A resposta não oferece qualquer dúvida a quem conheça a jurisprudência do TEDH nesta matéria (cf. aqui, pp. 19 e segs). O TEDH vai considerar que o juiz Eduardo Pires não reúne condições de imparcialidade, dando razão ao F. C. Porto.

De acordo com a jurisprudência do TEDH, para que a imparcialidade de um juiz possa ser posta em causa basta que exista um facto objectivo que, aos olhos do homem comum, suscite uma "dúvida legítima" acerca da imparcialidade do juiz.

Quer dizer, quem decide sobre a imparcialidade do juiz não é a "autoridade" do presidente do TRP, juiz Ataíde das Neves, com base em critérios que são seus e são obviamente subjectivos. Quem decide sobre esta matéria é o julgamento do homem comum e um julgamento que esteja assente em factos objectivos. Ora, estes factos objectivos foi o próprio juiz Eduardo Pires que, muito honestamente, os forneceu - é sócio do Benfica há 50 anos, Águia de Ouro, etc.

E perante quem possa argumentar, como faz o presidente do TRP, que o juiz Eduardo Pires, sendo embora um benfiquista ferrenho, é capaz de pôr o seu sentido profissional de juiz acima das suas paixões clubísticas, ainda assim, o TEDH vai dizer que a presença do juiz no colectivo viola o princípio da imparcialidade do tribunal previsto no art 6º da CEDH.

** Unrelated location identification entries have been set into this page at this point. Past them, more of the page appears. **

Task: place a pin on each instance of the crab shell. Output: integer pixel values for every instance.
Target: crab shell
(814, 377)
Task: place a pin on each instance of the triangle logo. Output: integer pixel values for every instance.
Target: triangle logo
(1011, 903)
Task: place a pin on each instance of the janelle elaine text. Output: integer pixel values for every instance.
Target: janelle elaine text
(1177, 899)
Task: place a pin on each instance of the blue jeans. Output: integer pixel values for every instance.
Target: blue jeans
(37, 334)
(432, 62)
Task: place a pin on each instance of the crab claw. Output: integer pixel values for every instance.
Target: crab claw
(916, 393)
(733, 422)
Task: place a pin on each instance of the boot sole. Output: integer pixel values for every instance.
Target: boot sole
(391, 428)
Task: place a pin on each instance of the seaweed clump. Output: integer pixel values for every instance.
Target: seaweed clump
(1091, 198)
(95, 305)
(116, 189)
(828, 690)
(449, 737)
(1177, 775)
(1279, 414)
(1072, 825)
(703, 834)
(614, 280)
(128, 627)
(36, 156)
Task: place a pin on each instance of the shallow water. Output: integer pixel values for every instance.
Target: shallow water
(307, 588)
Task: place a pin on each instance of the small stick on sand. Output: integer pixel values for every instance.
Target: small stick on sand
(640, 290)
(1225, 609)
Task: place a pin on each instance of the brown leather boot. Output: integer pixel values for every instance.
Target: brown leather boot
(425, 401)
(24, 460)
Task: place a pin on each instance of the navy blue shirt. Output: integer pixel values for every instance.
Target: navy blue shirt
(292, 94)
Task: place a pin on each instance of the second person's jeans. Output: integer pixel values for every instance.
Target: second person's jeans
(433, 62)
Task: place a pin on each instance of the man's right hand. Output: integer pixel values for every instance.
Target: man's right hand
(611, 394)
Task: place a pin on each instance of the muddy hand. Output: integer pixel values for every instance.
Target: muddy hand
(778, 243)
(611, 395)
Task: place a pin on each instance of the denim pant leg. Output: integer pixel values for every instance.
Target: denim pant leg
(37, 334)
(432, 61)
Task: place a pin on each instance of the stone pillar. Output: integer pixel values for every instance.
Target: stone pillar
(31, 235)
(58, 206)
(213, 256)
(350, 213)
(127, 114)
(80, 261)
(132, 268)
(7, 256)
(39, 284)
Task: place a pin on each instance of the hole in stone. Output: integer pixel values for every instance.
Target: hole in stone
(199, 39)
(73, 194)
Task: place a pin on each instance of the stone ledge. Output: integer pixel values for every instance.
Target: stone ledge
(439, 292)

É que, como diz a jurisprudência, esta é uma situação em que as aparências também contam. Não basta que se faça justiça, é necessário que, aos olhos dos cidadãos, se passe a imagem de que se está a fazer justiça. Ora, o homem comum, que num diferendo entre Benfica e F.C.Porto se apercebe que um juiz é benfiquista, vai presumir que esse juiz decide a favor do Benfica. A imagem da justiça sai tingida pela presença do juiz Eduardo Pires no colectivo.

A jurisprudência aberta e democrática do TEDH sobrepõe-se à jurisprudência de aldeia que prevalece no TRP sobre a imparcialidade dos juízes (cf. aqui).

A cultura judicial atávica do presidente do Tribunal da Relação do Porto, juiz Ataíde das Neves, e que é muito generalizada no sistema de justiça em Portugal, criou aqui um problema que era de todo evitável, com custos para todas as partes e sobretudo para a justiça, que vai demorar mais tempo a ser feita. O juiz Ataíde das Neves surgiu no meio para atrapalhar a justiça. E o Tribunal Constitucional, para já, nada fez para melhorar a situação.

Ninguém que saiba ler a jurisprudência poderá ter dúvidas de que o TEDH dará razão ao F.C. Porto.